2. Why is the cat sold?

There are many reasons why a pet may need to change hands: Perhaps the current cat owners did not consider before acquiring their velvet paw that the children or another member of the family could possibly suffer from an animal hair allergy. An urgent move to a new home where pets are not allowed, or even a separation, may also lead to the decision to sell the cat. It is also possible that the current cat owners have too little time for the animal or too little knowledge about species-appropriate cat keeping, which is why the cat shows initial behavioural problems and overtaxes the people. Depending on how pronounced the behavioural problems are, you may have a lot of work to do with the animal - possibly even involving high costs for vets or cat psychologists. Therefore, question the sellers in detail and consider whether you are prepared to bear any consequences.

3. How does the cat currently live?

Do you want a house cat in the future or can the four-legged friend go on a foray into the undergrowth? Will your soon-to-be housemate remain a loner or will he have a partner cat by his side? At best, you should continue to keep your velvet paw in the same way as it is kept at present. When looking for a cat for sale, look for information on the type of housing or ask the current cat owner whether the cat is kept alone and whether it is an indoor or outdoor cat. Some cats may be sold directly as a pair. It is not uncommon for these to be siblings who have been together from an early age and should not be separated.
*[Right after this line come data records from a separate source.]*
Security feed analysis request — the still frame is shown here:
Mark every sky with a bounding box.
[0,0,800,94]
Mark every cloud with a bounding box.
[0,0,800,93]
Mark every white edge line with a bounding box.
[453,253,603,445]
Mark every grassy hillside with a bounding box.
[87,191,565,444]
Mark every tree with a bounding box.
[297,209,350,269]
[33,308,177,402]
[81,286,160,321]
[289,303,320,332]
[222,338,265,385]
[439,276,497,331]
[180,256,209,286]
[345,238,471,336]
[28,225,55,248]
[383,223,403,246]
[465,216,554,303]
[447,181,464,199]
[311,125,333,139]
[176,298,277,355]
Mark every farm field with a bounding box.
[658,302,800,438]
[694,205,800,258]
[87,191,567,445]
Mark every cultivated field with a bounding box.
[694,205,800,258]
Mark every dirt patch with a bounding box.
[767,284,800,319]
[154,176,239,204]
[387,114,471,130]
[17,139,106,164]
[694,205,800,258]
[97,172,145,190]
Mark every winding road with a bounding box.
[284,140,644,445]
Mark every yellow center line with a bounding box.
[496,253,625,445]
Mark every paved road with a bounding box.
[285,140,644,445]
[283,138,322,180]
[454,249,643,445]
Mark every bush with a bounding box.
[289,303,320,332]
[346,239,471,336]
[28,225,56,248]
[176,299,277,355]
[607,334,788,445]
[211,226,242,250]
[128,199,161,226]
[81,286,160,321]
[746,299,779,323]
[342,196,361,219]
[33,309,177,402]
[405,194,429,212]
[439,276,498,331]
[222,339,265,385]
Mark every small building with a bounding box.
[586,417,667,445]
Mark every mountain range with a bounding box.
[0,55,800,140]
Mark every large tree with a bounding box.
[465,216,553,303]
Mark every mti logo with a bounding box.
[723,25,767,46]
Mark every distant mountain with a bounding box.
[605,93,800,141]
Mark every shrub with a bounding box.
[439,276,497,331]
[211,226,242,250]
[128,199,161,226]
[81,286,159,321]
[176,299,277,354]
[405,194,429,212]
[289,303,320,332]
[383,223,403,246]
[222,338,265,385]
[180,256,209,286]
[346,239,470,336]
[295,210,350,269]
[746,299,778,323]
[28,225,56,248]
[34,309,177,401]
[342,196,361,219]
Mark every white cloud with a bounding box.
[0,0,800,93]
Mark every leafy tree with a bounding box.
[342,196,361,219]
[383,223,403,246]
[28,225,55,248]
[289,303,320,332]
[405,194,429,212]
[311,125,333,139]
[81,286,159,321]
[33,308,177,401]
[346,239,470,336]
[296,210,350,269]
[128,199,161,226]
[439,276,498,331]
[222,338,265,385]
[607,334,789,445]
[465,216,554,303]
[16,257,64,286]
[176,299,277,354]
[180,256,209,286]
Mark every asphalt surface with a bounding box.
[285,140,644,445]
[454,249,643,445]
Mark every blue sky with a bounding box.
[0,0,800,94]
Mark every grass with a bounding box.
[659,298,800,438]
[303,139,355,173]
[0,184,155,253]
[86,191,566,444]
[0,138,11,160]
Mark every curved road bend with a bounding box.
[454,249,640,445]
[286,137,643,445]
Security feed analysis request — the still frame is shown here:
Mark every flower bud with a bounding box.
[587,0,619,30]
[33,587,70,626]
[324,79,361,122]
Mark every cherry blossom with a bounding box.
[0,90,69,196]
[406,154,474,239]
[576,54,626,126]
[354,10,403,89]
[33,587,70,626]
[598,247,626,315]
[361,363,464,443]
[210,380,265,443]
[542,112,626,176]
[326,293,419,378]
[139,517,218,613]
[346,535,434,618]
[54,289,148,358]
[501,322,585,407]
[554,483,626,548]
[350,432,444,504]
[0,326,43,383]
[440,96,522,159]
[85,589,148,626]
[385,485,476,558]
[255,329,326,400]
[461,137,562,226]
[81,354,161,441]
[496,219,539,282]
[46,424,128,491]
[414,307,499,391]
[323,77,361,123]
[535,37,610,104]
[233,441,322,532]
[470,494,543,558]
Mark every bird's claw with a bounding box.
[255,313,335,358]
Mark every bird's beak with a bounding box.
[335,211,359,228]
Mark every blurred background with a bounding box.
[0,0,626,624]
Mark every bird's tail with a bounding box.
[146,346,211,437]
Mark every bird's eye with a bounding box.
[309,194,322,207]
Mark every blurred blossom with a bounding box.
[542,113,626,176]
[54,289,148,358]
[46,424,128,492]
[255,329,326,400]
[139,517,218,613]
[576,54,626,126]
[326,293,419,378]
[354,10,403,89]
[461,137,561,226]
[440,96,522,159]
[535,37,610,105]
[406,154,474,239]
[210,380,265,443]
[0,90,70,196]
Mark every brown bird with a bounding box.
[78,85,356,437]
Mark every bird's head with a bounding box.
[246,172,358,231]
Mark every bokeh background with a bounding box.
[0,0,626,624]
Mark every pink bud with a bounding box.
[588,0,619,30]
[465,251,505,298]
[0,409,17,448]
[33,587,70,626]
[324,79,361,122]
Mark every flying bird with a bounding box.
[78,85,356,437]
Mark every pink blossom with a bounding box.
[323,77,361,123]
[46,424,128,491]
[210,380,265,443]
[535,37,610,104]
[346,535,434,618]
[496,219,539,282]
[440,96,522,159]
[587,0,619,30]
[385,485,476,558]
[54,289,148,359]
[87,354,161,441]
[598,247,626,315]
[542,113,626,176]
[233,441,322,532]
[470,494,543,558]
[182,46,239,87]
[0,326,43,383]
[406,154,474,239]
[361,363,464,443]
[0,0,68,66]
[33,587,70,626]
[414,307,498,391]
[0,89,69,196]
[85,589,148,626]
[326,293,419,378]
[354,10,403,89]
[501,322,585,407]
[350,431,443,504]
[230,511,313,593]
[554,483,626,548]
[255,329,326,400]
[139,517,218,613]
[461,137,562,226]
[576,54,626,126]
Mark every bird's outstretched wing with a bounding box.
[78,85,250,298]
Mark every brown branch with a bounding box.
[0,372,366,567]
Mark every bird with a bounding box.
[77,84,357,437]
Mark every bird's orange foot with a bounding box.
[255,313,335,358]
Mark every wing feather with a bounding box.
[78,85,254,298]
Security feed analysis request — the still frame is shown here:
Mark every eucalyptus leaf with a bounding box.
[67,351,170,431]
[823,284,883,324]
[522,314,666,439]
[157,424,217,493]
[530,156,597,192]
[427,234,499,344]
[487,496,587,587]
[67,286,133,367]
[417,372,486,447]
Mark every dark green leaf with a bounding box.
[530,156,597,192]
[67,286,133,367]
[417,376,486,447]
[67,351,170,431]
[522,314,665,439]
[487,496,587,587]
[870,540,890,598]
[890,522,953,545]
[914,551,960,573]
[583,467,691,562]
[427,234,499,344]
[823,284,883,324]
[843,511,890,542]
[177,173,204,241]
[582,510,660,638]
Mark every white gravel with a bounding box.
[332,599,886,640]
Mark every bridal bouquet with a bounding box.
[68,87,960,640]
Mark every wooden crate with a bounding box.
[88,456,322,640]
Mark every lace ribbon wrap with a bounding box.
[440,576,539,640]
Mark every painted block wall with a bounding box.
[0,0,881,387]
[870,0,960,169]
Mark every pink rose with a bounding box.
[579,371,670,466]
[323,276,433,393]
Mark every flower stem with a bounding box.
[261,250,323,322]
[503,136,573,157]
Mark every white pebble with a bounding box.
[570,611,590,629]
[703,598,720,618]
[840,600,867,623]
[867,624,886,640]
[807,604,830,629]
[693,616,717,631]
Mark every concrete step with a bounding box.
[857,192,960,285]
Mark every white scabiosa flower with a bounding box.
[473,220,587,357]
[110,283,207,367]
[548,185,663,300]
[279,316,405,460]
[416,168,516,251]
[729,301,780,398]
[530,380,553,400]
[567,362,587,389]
4. Why are several kittens or young cats offered?

Private sellers in the online pet market are not always families or individuals who sell their own beloved pet. You will also find hobby breeders who, for example, have only had their female cat mated once. However, it is possible that a dubious breeder is hiding behind an advertisement, which is why it is advisable to take a close look at the cat's environment and the kittens. Farm cats also often reproduce uncontrollably and are therefore regularly offered for sale. From time to time you will probably find the term "mating accident" in an ad for sale: In this case, a free-roaming cat may have been mated unintentionally while roaming the neighbourhood. If you decide to buy such a kitten from a private owner, keep in mind: If you don't neuter your outdoor cat, you probably have little sense of responsibility towards the kittens, you might give the baby cats away too early and don't have them vaccinated, dewormed and chipped. In addition to the purchase price, you may also incur additional costs.

Conclusion: You have many options to find the right velvet paw. If you haven't yet decided on a particular breed and age of your future companion, it's best to keep all your options open and ask around at breeders, animal shelters or search the internet for private ads in search of your future companion. Perhaps you already have experience with buying a velvet paw?